Demand surges for maquila production

Texas manufacturing activity accelerated in May, according to the Federal Reserve Bank of Dallas, with employment rates and wages spiking.

While economists at the Fed pointed to manufacturing in the energy sector booming, electronics and automotive manufacturing have both increased.

Jesus Cañas, a senior business economist at the Dallas Fed, said the McAllen-Reynosa maquiladora industry is seeing more demand from United States consumers.

“When the economy is growing, we consumers are making more, and we demand products,” Cañas said. “Automobiles, appliances, TVs — so when the economy is booming at a national level like it is right now, consumers are better off. We start demanding manufacturing products. Some of those are manufactured in border towns like Reynosa.”
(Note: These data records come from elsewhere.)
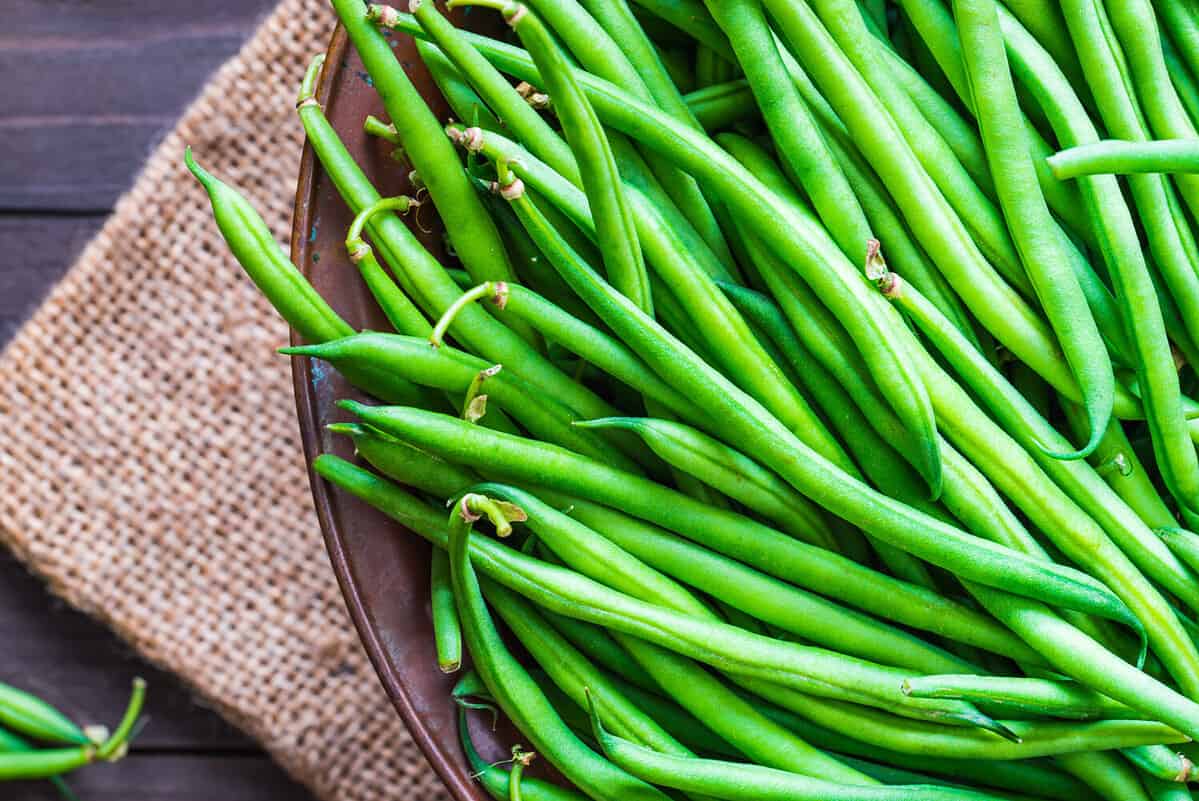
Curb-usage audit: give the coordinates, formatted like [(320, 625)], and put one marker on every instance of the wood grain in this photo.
[(90, 88)]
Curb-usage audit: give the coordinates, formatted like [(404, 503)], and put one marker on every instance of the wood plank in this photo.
[(149, 777), (78, 666), (115, 18), (97, 85), (35, 251)]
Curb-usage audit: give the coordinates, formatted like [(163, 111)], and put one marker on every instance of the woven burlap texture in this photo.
[(152, 470)]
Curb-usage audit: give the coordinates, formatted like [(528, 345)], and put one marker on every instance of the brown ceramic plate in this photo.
[(383, 568)]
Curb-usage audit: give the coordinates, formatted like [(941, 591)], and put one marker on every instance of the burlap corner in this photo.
[(151, 468)]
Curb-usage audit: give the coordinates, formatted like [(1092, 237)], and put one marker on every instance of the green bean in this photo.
[(471, 230), (1136, 28), (719, 106), (573, 673), (1034, 696), (1109, 776), (1116, 462), (1180, 23), (508, 681), (803, 242), (446, 368), (751, 733), (729, 471), (883, 513), (1024, 776), (513, 458), (595, 347), (616, 233), (905, 735), (968, 494), (1180, 76), (1182, 543), (1169, 238), (464, 102), (12, 744), (423, 278), (779, 604), (251, 242), (692, 17), (573, 595), (396, 306), (1162, 790), (598, 558), (736, 781), (446, 631), (1042, 251), (717, 321), (797, 139), (18, 765), (600, 646), (1079, 481), (518, 118), (1120, 157), (1162, 763), (616, 18), (31, 716)]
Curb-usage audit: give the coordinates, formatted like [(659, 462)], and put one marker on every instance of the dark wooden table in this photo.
[(89, 88)]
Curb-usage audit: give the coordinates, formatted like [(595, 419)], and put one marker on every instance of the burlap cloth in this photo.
[(151, 468)]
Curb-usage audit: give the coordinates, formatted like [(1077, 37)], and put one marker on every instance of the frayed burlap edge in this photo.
[(152, 471)]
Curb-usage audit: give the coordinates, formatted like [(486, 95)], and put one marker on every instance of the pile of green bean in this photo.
[(824, 401), (37, 741)]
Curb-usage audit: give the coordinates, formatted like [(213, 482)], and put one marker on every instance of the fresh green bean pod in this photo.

The manufacturing sector continues to wait to see what will happen with the North American Free Trade Agreement, which is being renegotiated after being implemented 24 years ago. Talks between Mexico, the United States and Canada has been mostly tabled for the time being as Mexico’s July 1 presidential election looms, followed by November’s U.S. midterm elections.

President Donald Trump called the two-decade old pact between Mexico, the United States and Canada one of the “worst trade deals of all time,” and his administration began negotiating a new NAFTA in August.

The three countries, however, have not been able to close a deal.

For now, the trade deal remains, and billions of dollars crisscross the southern border, with 80 percent of U.S.-Mexico land trade crossing the Texas-Mexico border, Cañas said.

“U.S. border towns like McAllen benefit from those service flows,” he said.